A few days ago, I decided to make some chicken kabobs. I’ve never fixed meat on a skewer so this was new to me. Warning, if you’re at all accident prone, don’t attempt this. I poked myself numerous times and cut myself twice. Seriously, kabob at your own risk.
That said, I’m so glad I tried this because it was a nutritious dinner and went over really well with the family.
Here’s the recipe:
It made 6 large skewers of meat and vegetables.
1 lb of chicken tenders (chop in small pieces for skewering)
1 chopped red pepper
1 chopped orange pepper
1 chopped onion
1 cup of coconut oil (heat to liquid)
1/4 cup of lemon juice
3 tablespoons of Worcestershire sauce
3 tablespoons of Gluten Free Tamari Soy Sauce
3 cloves of fresh crushed garlic
1 teaspoon of dried mustard
Dash of salt and pepper
All I really did was chop the veggies and meat into chunks and put them on skewers.

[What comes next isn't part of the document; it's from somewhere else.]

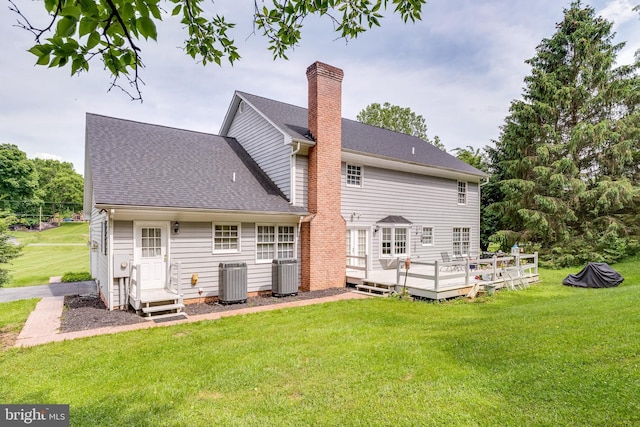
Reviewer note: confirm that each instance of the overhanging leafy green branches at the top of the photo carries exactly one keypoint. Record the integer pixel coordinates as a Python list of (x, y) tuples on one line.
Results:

Then I poured the marinade over them and stuck them in the fridge for the afternoon.
I decided to bake them for 30 minutes at 350F. You can grill them (which I’ll try in future) but I didn’t pre-soak the wooden skewers in water ahead of time and figured they would catch on fire.
Here’s what they looked like before I put them in the oven.
As you can tell, they went over really well with Latte. This was the first time she willingly ate cooked peppers and onions. This was a huge win!
This was a great summer meal. Light, yet filling with lots of protein, quality fat, and vegetables.
What are you loving for dinner this summer?